SINGAPORE - A day after saying that the MRT will be the primary mode of transport during the Dec 3-9 Asean Para Games (APG), organisers have clarified that public trains are just one option for athletes to take at the event.
At a hastily-arranged press briefing on Thursday (Oct 8), Singapore Asean Para Games Organising Committee (Sapgoc) chairman Lim Teck Yin said shuttle buses will be provided for athletes, while there will also be shuttle services for movement within the Kallang cluster.
"I won't be disappointed if the athletes don't take the train in the end," he said. "It's their choice and we must respect it."
He also said that Team Singapore athletes had not been briefed on the transport plan, as an announcement was planned at a joint training camp next month.
The Straits Times broke the news on Thursday that athletes and officials will use the MRT to shuttle between the Games Village at Marina Bay Sands and the Singapore Sports Hub in Kallang, where eight of the 15 sports on offer will be played. Mr Lim had told ST on Wednesday that the trains will be the "primary mode of transport for athletes and officials".
ST digital news editor Ernest Luis spoke with sports correspondent Sanjay Nair - who has covered the stories thus far - in an episode of a new series called Why It Matters.
All 3,000 athletes and officials from 11 countries will be housed at MBS. The hotel is linked to the Circle Line's Bayfront station, three stops away from the Stadium station.
Mr Lim, who is also chief executive officer of Sport Singapore, sought to dispel any notion that para athletes are treated unfairly vis-a-vis the able-bodied athletes who featured at the SEA Games in June.
He said: "I hope the public understands that we are not treating para athletes as second-class citizens.
"If anything, you will see from the facts that we are actually doing more as far as transport operations are concerned," he added.

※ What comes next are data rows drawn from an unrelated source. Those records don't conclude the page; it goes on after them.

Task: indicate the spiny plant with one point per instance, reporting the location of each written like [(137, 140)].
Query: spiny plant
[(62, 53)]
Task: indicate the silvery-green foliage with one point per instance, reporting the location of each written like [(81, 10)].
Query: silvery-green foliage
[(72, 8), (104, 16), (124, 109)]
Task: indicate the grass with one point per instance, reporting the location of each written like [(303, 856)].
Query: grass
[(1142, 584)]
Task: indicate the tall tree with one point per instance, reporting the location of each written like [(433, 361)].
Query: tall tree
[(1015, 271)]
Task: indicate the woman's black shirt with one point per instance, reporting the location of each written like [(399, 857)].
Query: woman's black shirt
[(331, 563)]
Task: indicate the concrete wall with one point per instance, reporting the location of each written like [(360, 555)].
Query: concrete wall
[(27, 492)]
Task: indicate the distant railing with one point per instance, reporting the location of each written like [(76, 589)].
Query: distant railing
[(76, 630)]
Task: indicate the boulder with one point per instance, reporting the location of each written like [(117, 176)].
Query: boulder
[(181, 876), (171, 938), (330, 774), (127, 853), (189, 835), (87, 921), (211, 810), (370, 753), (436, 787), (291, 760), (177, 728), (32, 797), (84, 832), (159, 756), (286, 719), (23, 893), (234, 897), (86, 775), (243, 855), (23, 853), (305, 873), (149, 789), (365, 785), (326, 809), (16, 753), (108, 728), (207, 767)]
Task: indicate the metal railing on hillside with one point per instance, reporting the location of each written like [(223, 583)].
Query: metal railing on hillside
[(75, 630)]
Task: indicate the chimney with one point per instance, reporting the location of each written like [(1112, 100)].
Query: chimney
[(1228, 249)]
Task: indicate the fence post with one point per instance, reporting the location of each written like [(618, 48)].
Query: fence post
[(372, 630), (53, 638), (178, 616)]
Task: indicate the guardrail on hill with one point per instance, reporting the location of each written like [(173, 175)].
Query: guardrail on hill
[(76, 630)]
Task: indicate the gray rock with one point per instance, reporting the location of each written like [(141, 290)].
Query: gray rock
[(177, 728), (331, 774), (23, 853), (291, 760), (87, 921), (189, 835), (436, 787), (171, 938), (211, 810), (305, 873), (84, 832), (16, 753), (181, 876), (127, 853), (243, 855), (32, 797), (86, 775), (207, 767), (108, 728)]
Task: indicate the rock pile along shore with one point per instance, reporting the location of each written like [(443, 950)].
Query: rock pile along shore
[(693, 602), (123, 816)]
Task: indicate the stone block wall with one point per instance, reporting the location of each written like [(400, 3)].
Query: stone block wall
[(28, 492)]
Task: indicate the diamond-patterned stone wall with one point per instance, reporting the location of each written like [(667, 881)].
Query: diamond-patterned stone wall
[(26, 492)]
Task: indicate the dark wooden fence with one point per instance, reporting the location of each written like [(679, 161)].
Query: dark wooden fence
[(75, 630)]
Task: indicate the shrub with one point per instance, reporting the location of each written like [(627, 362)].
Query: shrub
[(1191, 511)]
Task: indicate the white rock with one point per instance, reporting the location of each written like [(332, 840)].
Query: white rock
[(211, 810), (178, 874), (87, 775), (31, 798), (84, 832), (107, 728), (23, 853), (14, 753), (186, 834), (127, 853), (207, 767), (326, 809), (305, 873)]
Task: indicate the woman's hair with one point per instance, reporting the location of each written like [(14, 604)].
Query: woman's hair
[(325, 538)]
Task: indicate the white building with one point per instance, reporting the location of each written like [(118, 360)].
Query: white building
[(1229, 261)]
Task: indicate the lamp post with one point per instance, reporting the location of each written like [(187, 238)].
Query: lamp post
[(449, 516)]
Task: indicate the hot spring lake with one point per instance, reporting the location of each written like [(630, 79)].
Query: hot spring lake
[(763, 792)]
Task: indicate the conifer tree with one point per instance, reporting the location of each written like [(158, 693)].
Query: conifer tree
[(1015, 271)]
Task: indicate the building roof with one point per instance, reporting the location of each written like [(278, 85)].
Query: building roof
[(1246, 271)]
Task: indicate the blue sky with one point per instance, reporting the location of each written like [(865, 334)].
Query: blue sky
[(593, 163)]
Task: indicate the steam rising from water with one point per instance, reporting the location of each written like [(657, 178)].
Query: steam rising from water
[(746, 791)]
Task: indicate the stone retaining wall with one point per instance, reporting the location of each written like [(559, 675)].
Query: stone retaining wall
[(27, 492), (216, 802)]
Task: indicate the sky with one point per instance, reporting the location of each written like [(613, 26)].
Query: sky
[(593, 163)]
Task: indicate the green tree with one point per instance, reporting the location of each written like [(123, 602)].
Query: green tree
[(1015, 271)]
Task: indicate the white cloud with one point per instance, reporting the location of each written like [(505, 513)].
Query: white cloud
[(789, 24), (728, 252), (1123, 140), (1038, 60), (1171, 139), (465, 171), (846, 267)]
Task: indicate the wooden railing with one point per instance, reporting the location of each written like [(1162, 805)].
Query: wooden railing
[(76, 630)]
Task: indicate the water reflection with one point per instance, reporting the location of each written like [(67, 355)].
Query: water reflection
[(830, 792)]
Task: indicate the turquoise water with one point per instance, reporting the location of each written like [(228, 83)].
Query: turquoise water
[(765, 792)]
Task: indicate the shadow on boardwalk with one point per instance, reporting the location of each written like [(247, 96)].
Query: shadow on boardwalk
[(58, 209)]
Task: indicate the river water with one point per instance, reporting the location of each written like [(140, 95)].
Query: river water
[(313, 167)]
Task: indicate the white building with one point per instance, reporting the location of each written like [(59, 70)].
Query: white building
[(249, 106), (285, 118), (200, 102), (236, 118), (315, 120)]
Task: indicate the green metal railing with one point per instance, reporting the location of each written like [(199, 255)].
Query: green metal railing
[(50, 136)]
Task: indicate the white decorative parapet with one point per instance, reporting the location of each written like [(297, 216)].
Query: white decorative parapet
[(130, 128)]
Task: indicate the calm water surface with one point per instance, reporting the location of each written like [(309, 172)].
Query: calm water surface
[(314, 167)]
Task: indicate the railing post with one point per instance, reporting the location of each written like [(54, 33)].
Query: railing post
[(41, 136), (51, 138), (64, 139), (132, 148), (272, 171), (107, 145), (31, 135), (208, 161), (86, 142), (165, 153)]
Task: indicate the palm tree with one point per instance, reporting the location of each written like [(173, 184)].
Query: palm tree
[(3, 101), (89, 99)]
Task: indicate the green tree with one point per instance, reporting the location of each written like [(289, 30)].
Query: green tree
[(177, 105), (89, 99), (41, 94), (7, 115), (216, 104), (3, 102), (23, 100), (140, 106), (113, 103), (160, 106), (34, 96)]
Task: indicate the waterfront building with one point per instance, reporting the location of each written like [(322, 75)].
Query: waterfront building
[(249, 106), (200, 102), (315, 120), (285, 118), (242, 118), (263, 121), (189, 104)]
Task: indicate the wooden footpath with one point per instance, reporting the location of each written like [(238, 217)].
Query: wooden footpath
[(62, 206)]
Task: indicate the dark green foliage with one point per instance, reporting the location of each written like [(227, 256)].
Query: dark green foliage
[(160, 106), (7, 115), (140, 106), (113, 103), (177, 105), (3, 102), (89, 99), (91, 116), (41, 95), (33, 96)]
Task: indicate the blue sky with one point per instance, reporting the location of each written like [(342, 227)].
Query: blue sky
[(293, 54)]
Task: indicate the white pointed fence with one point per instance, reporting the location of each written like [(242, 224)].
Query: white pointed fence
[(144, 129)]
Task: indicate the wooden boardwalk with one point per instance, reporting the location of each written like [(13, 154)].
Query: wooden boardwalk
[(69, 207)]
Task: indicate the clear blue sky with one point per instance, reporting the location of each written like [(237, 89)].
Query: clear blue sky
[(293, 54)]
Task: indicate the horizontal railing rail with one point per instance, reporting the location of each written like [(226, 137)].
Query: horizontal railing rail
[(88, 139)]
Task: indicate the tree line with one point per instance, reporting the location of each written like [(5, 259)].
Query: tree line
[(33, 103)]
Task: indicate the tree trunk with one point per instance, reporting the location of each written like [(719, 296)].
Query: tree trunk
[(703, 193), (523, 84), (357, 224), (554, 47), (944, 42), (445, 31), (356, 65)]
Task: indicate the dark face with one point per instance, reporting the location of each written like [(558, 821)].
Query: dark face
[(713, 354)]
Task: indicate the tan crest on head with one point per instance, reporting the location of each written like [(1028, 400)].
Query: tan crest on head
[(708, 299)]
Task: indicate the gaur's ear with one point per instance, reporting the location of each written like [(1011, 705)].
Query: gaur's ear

In a meeting with Singapore Disability Sports Council (SDSC) officials last week, team managers were told that public trains would be the primary mode of transport for the biennial meet, which Singapore is hosting for the first time.
Mr Lim said the SDSC did not inform him about the briefing, which he added was "their own prerogative".
Full statement from Singapore Asean Para Games Organising Committee chairman Lim Teck Yin to The Straits Times on Wednesday
Unlike the SEA Games, all athletes and officials for the 8th ASEAN Para Games are housed in one location – the Games Village at the Marina Bay Sands. The Games Village and the Sports Hub are very well connected by the Circle Line (MRT) with only two stops between them, which means participants can travel faster than the shuttle buses. Beyond the easy accessibility, the organising committee wants to enable a spirit of inclusiveness where general commuters and the persons with disabilities will be part of one society sharing the common space. This was part of the overall concept of the Games from the start. The community with disabilities were consulted and they, as well as the ASEAN Para Sports Federation (APSF) and the Singapore Disability Sports Council (SDSC) welcomed the idea.
We have made the Circle Line (MRT) between Bayfront and Stadium stations as the primary mode of transport for the athletes and officials as it allows athletes and officials a seamless journey to and from the Sports Hub. For those who are unable to take the Circle Line (MRT), we will provide adequate buses to bring them to the Sports Hub. Designated buses will also be provided for all other competition venues.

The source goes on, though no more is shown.